Much of the spectrum of age-related neurodegenerative conditions is associated with, and at least partly caused by, the accumulation of abnormal proteins or protein aggregates in the brain. These include the α-synuclein associated with Parkinson’s disease, the amyloid-β and tau of Alzheimer’s disease, and so forth. This sort of condition, in which malformed proteins are a contributing cause, is termed a proteopathy. A more recently recognized neurodegenerative proteopathy involves the TDP-43 protein, and the evidence for its relevance to age-related dementia has reached the point at which researchers and administrators now feel that they can advocate for greater recognition and funding for research and development in this part of the field.
Alzheimer’s is the most common form of dementia, which is the loss of cognitive functions – thinking, remembering, and reasoning – and everyday behavioral abilities. In the past, Alzheimer’s and dementia were often considered to be the same. Now there is rising appreciation that a variety of diseases and disease processes contribute to dementia. Each of these diseases appear differently when a brain sample is examined at autopsy. However, it has been increasingly clear that in advanced age, a large number of people had symptoms of dementia without the telltale signs in their brain at autopsy. Emerging research seems to indicate that the protein TDP-43 – though not a stand-alone explanation – contributes to that phenomenon.
TDP-43 (transactive response DNA binding protein of 43 kDa) is a protein that normally helps to regulate gene expression in the brain and other tissues. Prior studies found that unusually misfolded TDP-43 has a causative role in most cases of amyotrophic lateral sclerosis and frontotemporal lobar degeneration. However, these are relatively uncommon diseases. A significant new development seen in recent research is that misfolded TDP-43 protein is very common in older adults. Roughly 25 percent of individuals over 85 years of age have enough misfolded TDP-43 protein to affect their memory and/or thinking abilities.
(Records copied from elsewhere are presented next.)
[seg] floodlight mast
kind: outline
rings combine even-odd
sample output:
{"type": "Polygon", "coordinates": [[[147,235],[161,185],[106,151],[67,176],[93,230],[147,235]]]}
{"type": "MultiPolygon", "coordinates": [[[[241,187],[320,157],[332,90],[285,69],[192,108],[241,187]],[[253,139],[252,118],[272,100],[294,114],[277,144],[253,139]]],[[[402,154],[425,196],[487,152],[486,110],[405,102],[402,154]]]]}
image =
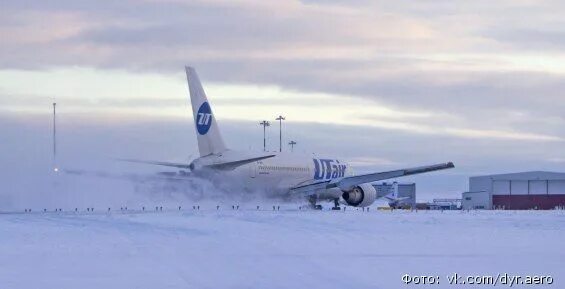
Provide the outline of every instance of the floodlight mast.
{"type": "Polygon", "coordinates": [[[57,167],[57,103],[53,103],[53,170],[59,171],[57,167]]]}
{"type": "Polygon", "coordinates": [[[290,151],[294,152],[294,145],[296,144],[296,142],[291,140],[288,144],[290,145],[290,151]]]}
{"type": "Polygon", "coordinates": [[[285,117],[279,115],[275,120],[279,121],[279,152],[282,152],[282,121],[285,120],[285,117]]]}
{"type": "Polygon", "coordinates": [[[267,138],[265,137],[265,131],[266,131],[266,128],[271,125],[271,123],[264,120],[264,121],[260,122],[259,125],[263,126],[263,151],[267,151],[267,138]]]}

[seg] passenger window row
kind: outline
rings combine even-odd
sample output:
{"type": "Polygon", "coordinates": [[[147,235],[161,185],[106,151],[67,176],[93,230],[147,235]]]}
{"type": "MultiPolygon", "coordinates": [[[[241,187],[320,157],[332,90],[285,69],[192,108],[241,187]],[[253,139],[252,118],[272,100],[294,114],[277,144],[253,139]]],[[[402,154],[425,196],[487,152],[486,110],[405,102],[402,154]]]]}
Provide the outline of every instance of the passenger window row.
{"type": "Polygon", "coordinates": [[[310,171],[309,168],[279,167],[279,166],[259,166],[259,170],[265,170],[265,171],[289,171],[289,172],[307,172],[307,171],[310,171]]]}

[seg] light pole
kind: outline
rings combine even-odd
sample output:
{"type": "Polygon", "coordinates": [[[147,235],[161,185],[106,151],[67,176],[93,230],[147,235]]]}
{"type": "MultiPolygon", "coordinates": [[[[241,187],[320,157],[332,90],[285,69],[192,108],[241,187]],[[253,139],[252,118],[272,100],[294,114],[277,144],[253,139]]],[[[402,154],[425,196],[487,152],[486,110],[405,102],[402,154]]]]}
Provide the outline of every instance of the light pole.
{"type": "Polygon", "coordinates": [[[296,142],[291,140],[288,144],[290,145],[290,151],[294,152],[294,145],[296,144],[296,142]]]}
{"type": "Polygon", "coordinates": [[[279,152],[282,152],[282,121],[285,120],[285,118],[279,115],[275,120],[279,121],[279,152]]]}
{"type": "Polygon", "coordinates": [[[265,137],[265,131],[266,131],[266,128],[271,125],[271,123],[264,120],[264,121],[260,122],[259,125],[263,126],[263,151],[265,152],[265,151],[267,151],[267,138],[265,137]]]}
{"type": "Polygon", "coordinates": [[[53,103],[53,170],[57,172],[57,103],[53,103]]]}

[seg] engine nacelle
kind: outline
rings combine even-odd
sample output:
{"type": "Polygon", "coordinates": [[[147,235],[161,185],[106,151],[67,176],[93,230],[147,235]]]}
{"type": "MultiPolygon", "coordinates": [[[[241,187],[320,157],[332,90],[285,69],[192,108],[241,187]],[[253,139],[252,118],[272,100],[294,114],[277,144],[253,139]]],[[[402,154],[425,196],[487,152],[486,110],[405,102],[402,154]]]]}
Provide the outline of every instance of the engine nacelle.
{"type": "Polygon", "coordinates": [[[365,183],[354,187],[350,191],[343,192],[341,197],[350,206],[368,207],[377,199],[377,190],[375,190],[373,185],[365,183]]]}

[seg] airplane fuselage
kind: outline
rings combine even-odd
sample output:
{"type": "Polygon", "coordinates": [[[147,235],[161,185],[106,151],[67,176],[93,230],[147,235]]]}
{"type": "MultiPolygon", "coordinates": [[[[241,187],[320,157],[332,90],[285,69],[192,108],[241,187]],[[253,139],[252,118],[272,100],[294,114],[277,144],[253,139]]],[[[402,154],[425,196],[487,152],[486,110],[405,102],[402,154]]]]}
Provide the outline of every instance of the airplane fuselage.
{"type": "MultiPolygon", "coordinates": [[[[226,154],[229,160],[230,152],[226,154]]],[[[202,157],[195,160],[195,174],[212,178],[221,186],[231,190],[261,191],[270,196],[287,196],[290,189],[303,184],[340,179],[351,176],[351,167],[339,159],[321,158],[295,153],[276,153],[274,157],[239,166],[233,170],[198,169],[203,164],[224,162],[222,157],[202,157]]],[[[319,192],[321,198],[339,198],[341,191],[319,192]]]]}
TDP-43 pathology is also commonly associated with hippocampal sclerosis, the severe shrinkage of the hippocampal region of the brain – the part of the brain that deals with learning and memory. Hippocampal sclerosis and its clinical symptoms of cognitive impairment can be very similar to the effects of Alzheimer’s. “Recent research and clinical trials in Alzheimer’s disease have taught us two things: First, not all of the people we thought had Alzheimer’s have it; second, it is very important to understand the other contributors to dementia.” Scientists have now described the newly-named pathway to dementia as Limbic-predominant Age-related TDP-43 Encephalopathy, or LATE.
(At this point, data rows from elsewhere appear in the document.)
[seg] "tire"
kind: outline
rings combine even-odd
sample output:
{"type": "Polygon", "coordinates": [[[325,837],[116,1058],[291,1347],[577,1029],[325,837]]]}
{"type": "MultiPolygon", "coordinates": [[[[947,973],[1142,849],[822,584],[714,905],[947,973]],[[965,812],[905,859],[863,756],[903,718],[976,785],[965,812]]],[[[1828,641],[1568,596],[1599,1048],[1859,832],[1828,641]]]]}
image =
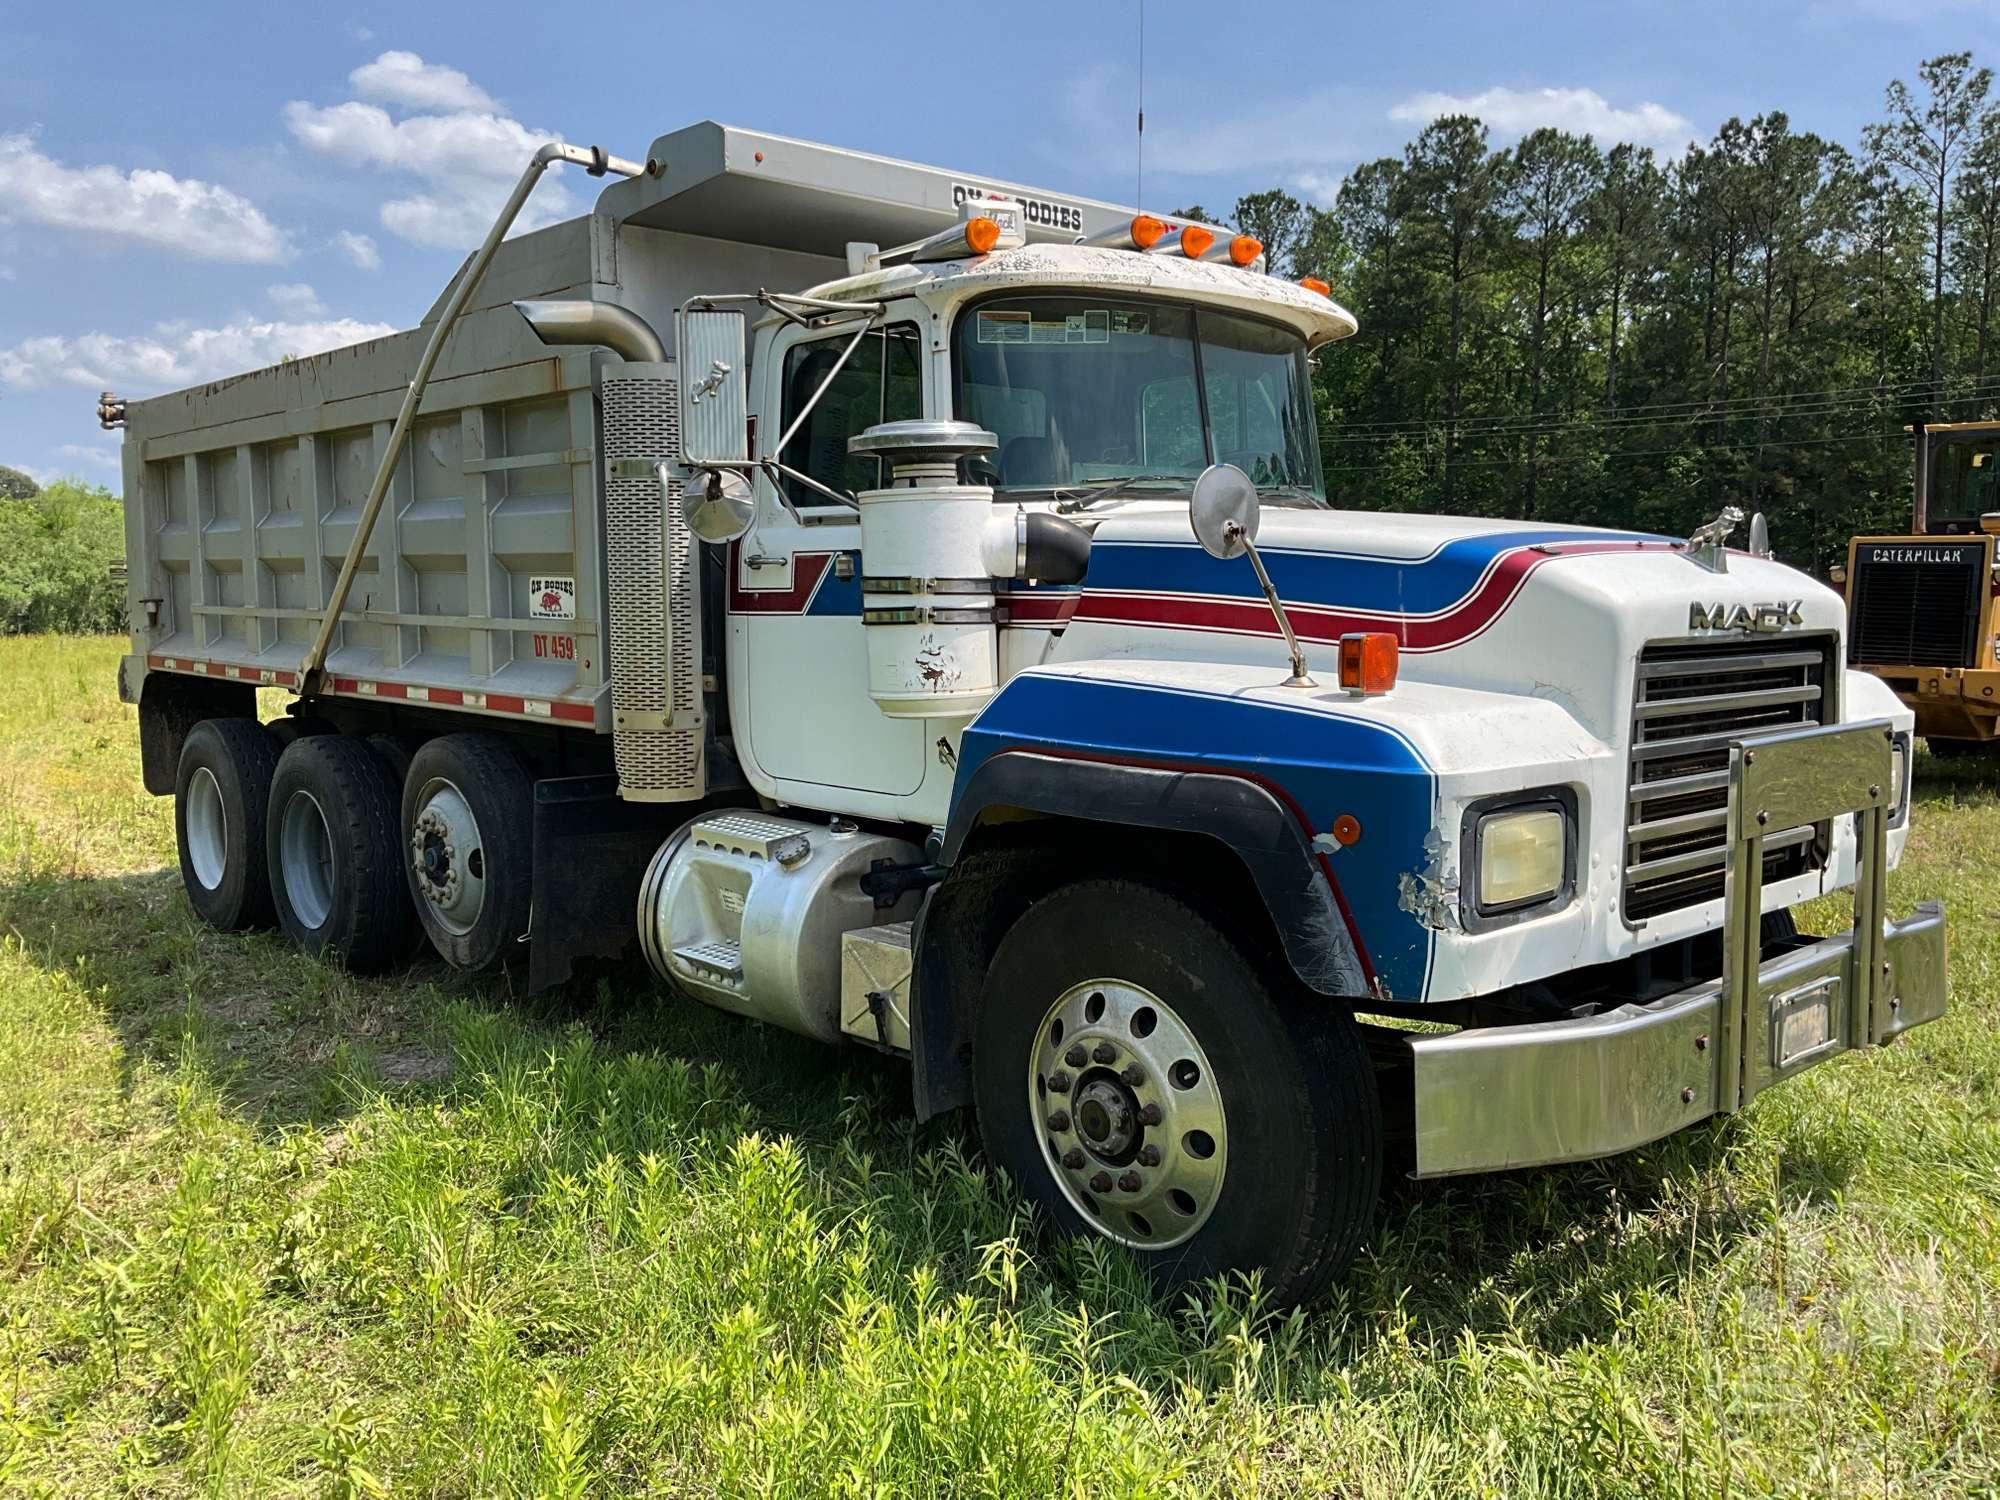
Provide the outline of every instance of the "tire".
{"type": "Polygon", "coordinates": [[[389,768],[389,775],[396,783],[396,812],[403,811],[403,783],[410,779],[410,761],[416,755],[409,743],[393,734],[371,734],[368,748],[382,757],[382,763],[389,768]]]}
{"type": "Polygon", "coordinates": [[[534,785],[493,734],[426,741],[403,783],[398,858],[438,956],[480,972],[520,952],[534,893],[534,785]]]}
{"type": "Polygon", "coordinates": [[[1353,1017],[1288,978],[1147,886],[1043,898],[1002,939],[974,1023],[988,1155],[1164,1292],[1256,1269],[1280,1304],[1309,1300],[1373,1217],[1382,1113],[1353,1017]]]}
{"type": "Polygon", "coordinates": [[[269,927],[264,814],[278,745],[255,719],[204,719],[188,731],[174,775],[181,885],[218,932],[269,927]]]}
{"type": "Polygon", "coordinates": [[[356,973],[410,949],[396,788],[364,740],[307,735],[278,758],[265,822],[278,925],[301,953],[356,973]]]}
LATE is an under-recognized condition with a very large impact on public health. Researchers emphasized that the “oldest-old” are at greatest risk and, importantly, they believe that the public health impact of LATE is at least as large as Alzheimer’s in this group. The clinical and neurocognitive features of LATE affect multiple areas of cognition, ultimately impairing activities of daily life. Additionally, based on existing research, the authors suggested that LATE progresses more gradually than Alzheimer’s. However, LATE combined with Alzheimer’s – which is common for these two highly prevalent brain diseases – appears to cause a more rapid decline than either would alone.